There is a difference between the LLM saying the interview can end and the product actually ending it.

The LLM only sees the current conversation context. If an answer looks sufficient, or if the exchange sounds like it is wrapping up, it can return shouldComplete as true. The product has to check more than that. It needs to know whether the current angle is the final revealed checkpoint, whether previous angles are already complete, whether the evaluation is strong enough, and whether the user explicitly chose to finish.

So I downgraded shouldComplete from a command to a signal. Even if the LLM returns true, automatic completion now requires final-checkpoint gating. Manual completion still exists, but automatic completion has to satisfy product-level conditions.


The same kind of boundary showed up in study mode that day.

Starting a study session returned a 500, but the route and API path were not the issue. The problem was the JSON payload being saved. The LLM-generated state and report could omit optional fields, which left undefined values inside an object headed for a Prisma JSON column.

LLM output can look fine to a person and still be unsafe at a persistence boundary. An omitted field may look like a small detail at runtime, but a database JSON field needs a serializable shape. I normalized the study state and report payloads into Prisma-safe JSON before saving them, then added a regression test to prove omitted optional fields no longer break persistence.

The rule was the same: do not trust an LLM-shaped object as a product-shaped object. Before saving it, the product has to make it fit the data rules.

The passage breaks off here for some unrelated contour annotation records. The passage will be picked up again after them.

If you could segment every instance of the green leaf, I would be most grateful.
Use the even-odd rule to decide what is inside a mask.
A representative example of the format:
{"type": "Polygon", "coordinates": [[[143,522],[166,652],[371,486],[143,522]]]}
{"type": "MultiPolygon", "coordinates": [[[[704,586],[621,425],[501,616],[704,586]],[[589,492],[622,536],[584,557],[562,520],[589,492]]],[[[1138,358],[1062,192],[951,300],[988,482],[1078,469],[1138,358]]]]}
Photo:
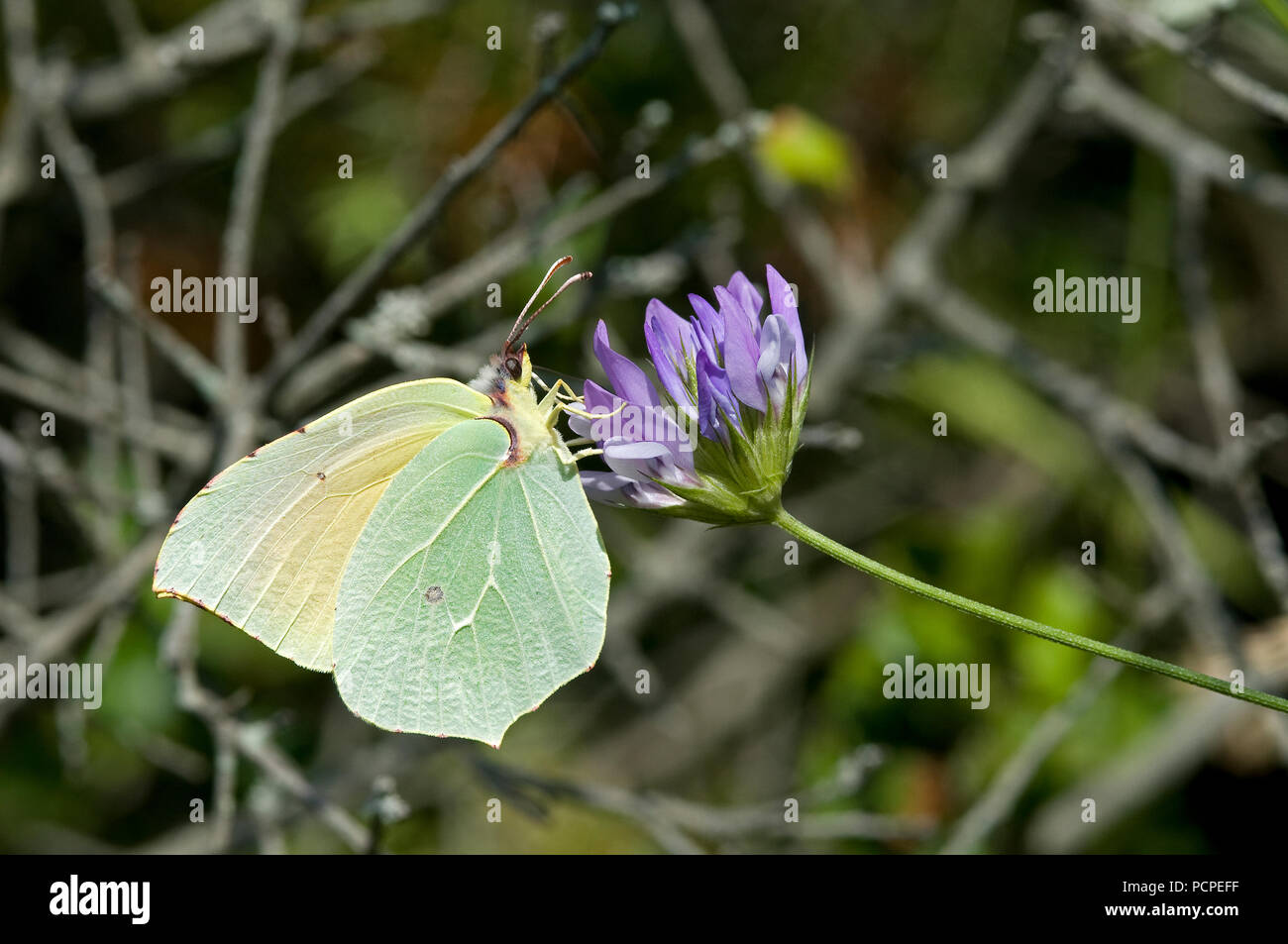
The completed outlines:
{"type": "Polygon", "coordinates": [[[576,467],[462,422],[398,475],[340,583],[336,685],[397,732],[500,746],[604,643],[608,556],[576,467]]]}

Report language had the same shape.

On Korean roadmaps, study completion reports could still come back in English. The interactive prompt had enough Korean context, but the completion-report prompt did not explicitly restate the output language. For a separate artifact like a report, the language requirement needed to be written again.

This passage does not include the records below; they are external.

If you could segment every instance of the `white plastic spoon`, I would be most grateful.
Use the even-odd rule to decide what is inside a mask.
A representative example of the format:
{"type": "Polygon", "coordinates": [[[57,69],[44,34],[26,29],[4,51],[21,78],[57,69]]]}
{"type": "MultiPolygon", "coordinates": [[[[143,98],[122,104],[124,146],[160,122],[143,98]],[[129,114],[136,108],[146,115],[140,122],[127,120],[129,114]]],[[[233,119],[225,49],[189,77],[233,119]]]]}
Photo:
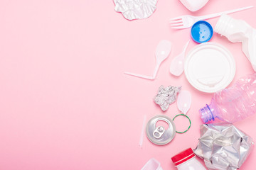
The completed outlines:
{"type": "Polygon", "coordinates": [[[161,63],[168,57],[168,56],[171,52],[171,42],[169,40],[162,40],[158,44],[155,53],[156,58],[156,64],[155,69],[154,71],[153,76],[142,75],[139,74],[131,73],[131,72],[124,72],[124,74],[139,78],[154,80],[154,79],[156,79],[156,76],[159,69],[159,66],[161,65],[161,63]]]}
{"type": "Polygon", "coordinates": [[[191,94],[188,91],[181,91],[178,95],[177,106],[178,110],[186,115],[191,106],[191,94]]]}
{"type": "Polygon", "coordinates": [[[185,52],[188,47],[189,41],[184,46],[183,52],[175,57],[171,63],[170,72],[174,76],[180,76],[184,70],[185,52]]]}
{"type": "Polygon", "coordinates": [[[163,40],[159,42],[156,47],[156,64],[154,72],[153,77],[156,78],[157,72],[159,69],[161,63],[166,60],[169,55],[171,50],[171,42],[169,40],[163,40]]]}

I tied the report language to the roadmap’s resolvedLanguage and cleaned up internal enum labels such as mock_ready and advanced so they would not leak directly into the UI. A user-facing report should not read like a dump of backend state. It should say what level the learner is at and what they should do next.

This was not a flashy feature, but small mismatches like this make the product feel like an internal experiment. AI text, saved JSON, and visible labels all have to point in the same direction.


The frontend cleanup followed the same boundary.

I moved the roadmap interview session page closer to the study-session structure: a direct header frame, a left-side information rail, a sticky chat panel, a compact composer, and a more consistent visual language for assistant and user messages. I did not make the two modes identical, because interview sessions still have checkpoint progress, completion state, scoring, and feedback.

The history modal also needed less weight. Past session cards should be quick to scan, not dashboard cards stuffed with metrics. I tightened the card height, title hierarchy, metric display, and scroll spacing, then fixed clipping in the full-analysis modal so long chips would wrap instead of sliding under the scrollbar.

The delete actions exposed another concrete lesson. I first added the three-dot menu and delete confirmation to the roadmap interview hub, but the screenshot the user was referring to came from the roadmap detail history modal. Same feature, wrong surface. I traced the correct modal, added the flow there as well, and wired backend support so both interview and study sessions could be removed from the mixed session list.


On paper, the day had a lot of unrelated work: menu placement, a study-mode 500, report language, CTA wording, interview-session UI, history modals, delete actions, and the auto-completion guard.

Underneath, it was about who gets authority over session state.

The LLM can write an answer, provide an evaluation signal, and suggest the next move. But the product owns the shape that gets saved, the language that gets shown to the user, and the decision to finish an interview. A completed state can cut off the user’s practice flow, so it needs a conservative gate.

Even if the AI says the interview is done, the product still has to check whether the conditions are actually met.

That was the important fix from that day.